There may well be other measures that, with a little bit of tweaking, deserve to be passed into law by this House. However, there are no measures in this Bill whose necessity could not be foreseen when the original scheme of the legislation was approved by Government in 2003. If this motion is passed, we shall never have the opportunity to properly debate the issues involved. I question whether the Minister has fully thought through the implications of introducing such elephantine amendments to this Bill upon future generations of legislators in this House. Such legislators may be more interested than the Minister is in circumventing inhibitions on the freedom of the House to introduce undemocratic and anti-human rights legislation. I also question whether, given the long germination period of this legislation, he has properly considered the wide ranging human rights implications of the content he seeks to introduce into this Bill at this stage.
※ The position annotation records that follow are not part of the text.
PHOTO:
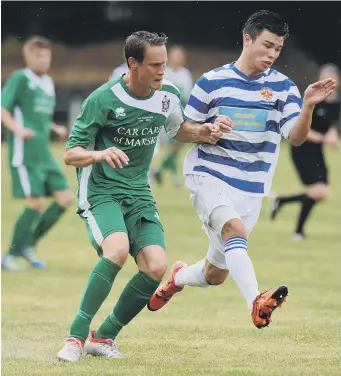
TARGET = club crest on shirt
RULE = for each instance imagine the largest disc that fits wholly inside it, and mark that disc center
(165, 103)
(120, 112)
(266, 93)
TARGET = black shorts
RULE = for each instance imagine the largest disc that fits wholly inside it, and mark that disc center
(309, 162)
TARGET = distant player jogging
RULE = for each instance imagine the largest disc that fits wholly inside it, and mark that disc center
(227, 181)
(27, 107)
(309, 159)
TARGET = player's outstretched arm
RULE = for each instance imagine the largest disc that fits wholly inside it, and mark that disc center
(314, 94)
(80, 157)
(17, 129)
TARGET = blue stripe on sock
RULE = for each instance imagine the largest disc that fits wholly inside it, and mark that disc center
(240, 245)
(235, 239)
(237, 247)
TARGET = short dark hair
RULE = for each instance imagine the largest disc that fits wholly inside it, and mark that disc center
(37, 41)
(266, 20)
(136, 43)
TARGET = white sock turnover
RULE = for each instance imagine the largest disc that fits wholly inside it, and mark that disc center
(241, 269)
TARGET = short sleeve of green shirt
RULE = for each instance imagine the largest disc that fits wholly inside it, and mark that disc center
(12, 90)
(91, 119)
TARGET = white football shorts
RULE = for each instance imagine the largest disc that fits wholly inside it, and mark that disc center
(209, 193)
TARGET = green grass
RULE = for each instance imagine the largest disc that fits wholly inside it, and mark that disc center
(202, 331)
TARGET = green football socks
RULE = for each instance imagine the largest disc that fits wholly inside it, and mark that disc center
(133, 299)
(23, 230)
(97, 290)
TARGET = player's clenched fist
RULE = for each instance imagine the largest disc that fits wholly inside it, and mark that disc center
(224, 123)
(113, 156)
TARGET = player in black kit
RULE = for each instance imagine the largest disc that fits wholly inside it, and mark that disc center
(309, 159)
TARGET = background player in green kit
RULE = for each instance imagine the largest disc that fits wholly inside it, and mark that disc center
(28, 101)
(112, 144)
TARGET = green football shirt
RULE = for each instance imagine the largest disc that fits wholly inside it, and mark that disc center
(113, 116)
(31, 100)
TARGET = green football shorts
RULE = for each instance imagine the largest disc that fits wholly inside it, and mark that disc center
(139, 220)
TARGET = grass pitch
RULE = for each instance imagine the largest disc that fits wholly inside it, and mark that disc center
(202, 331)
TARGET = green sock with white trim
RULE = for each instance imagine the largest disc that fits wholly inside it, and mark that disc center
(23, 230)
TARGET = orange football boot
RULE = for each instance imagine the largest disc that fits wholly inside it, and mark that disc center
(165, 292)
(265, 303)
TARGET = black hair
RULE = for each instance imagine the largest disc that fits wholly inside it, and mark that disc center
(136, 43)
(266, 20)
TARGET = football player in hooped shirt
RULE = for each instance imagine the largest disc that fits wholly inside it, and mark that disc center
(112, 144)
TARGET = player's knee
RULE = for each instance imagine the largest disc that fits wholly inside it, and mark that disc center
(215, 276)
(233, 227)
(323, 193)
(318, 191)
(35, 203)
(152, 260)
(64, 198)
(117, 254)
(116, 248)
(156, 269)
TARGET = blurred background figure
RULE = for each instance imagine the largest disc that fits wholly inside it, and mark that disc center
(309, 159)
(182, 78)
(28, 102)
The Irish Human Rights Commission has stated the following general point of principle as regards criminal justice legislation: "Any legislative proposals to increase the powers of the Garda should be subject to careful scrutiny in order to ensure that the correct balance is struck between, on the one hand, the rights of everyone in society to have a police service capable of effectively detecting and prosecuting crime and, on the other hand, the rights of the individual to the enjoyment of the full range of his or her human rights and freedoms."
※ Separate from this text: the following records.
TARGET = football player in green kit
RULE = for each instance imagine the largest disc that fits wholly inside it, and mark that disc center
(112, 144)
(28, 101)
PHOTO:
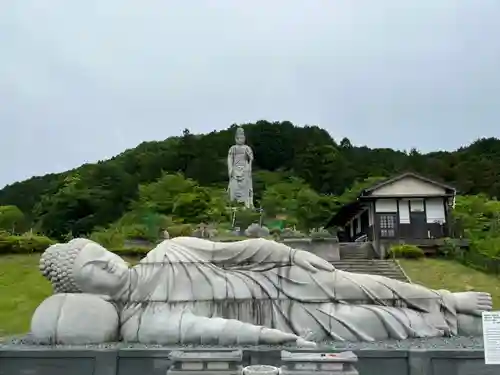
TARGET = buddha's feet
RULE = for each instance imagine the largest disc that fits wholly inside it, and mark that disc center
(473, 303)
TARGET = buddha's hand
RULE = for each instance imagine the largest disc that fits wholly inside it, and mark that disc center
(310, 261)
(270, 336)
(473, 303)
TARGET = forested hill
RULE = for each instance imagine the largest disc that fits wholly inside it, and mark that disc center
(100, 193)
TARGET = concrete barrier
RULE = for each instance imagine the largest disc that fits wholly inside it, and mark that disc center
(156, 361)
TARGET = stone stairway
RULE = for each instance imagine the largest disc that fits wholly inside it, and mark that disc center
(387, 268)
(358, 258)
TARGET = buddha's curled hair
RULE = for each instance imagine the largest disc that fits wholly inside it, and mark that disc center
(56, 264)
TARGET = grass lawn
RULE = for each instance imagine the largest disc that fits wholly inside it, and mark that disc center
(453, 276)
(22, 287)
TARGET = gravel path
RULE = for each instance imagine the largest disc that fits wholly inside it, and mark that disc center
(459, 342)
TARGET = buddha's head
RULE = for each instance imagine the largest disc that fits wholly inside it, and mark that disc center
(84, 266)
(240, 136)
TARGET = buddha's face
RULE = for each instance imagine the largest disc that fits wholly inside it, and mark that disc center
(240, 139)
(98, 271)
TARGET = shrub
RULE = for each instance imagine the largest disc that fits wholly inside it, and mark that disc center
(180, 230)
(109, 238)
(24, 244)
(406, 251)
(290, 233)
(449, 248)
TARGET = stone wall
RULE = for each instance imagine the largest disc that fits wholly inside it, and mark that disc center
(326, 248)
(155, 361)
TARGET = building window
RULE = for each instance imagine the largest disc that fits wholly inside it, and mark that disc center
(387, 226)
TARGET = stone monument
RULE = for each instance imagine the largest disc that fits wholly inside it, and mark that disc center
(239, 165)
(189, 290)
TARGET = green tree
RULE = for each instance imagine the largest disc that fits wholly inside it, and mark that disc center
(12, 219)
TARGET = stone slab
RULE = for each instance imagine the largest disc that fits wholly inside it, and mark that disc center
(457, 356)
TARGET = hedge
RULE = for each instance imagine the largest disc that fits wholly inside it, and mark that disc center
(36, 244)
(24, 244)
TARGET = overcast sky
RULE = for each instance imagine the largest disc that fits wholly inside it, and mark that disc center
(83, 80)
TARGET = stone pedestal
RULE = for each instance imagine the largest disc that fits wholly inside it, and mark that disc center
(318, 363)
(206, 363)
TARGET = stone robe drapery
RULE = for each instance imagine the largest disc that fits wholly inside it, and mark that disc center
(188, 289)
(240, 158)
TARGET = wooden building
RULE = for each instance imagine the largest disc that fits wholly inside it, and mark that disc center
(407, 208)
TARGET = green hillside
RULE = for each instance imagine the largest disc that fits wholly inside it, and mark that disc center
(299, 171)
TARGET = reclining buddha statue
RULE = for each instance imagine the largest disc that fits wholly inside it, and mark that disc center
(193, 291)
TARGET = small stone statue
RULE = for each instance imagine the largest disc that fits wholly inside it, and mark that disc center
(256, 231)
(193, 291)
(239, 164)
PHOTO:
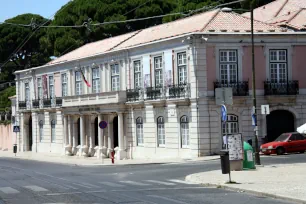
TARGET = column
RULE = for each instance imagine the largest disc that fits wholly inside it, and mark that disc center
(120, 154)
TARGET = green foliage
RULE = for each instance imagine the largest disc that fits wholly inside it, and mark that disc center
(4, 101)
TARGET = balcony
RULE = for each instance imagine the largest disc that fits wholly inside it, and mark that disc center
(239, 88)
(95, 99)
(156, 93)
(286, 88)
One of the chief safeguards the Minister has cited as an assurance that the correct balance is being struck between the right of people to have an appropriately empowered police force, on the one hand, and the right of individuals to the whole range of their human rights, on the other, is the Garda Ombudsman Commission. Yet the Garda Ombudsman Commission is not yet tested. How do we know it will work in its present form when confronted with existing forms of Garda misbehaviour? For instance, if the Minister has his way, a garda will be able to take a swab of DNA from the inside of a person's mouth without his or her consent. If the person keeps the mouth closed, then the garda will be able to use reasonable force to open it and swab him or her. Merely by keeping the mouth shut, in such circumstances, a person would be guilty of the offence of obstructing a garda in taking a DNA swab. I cannot say that I am against the principle of forcible DNA swabbing of suspects in all cases. Nor can I say that the Criminal Justice Bill 2004, where it refers to this, gets the balance wrong. Since I have not had sight of the Bill, that would be premature. Yet the Minister insists on introducing vast amounts of new powers into legislation without allowing for proper consultation to take place.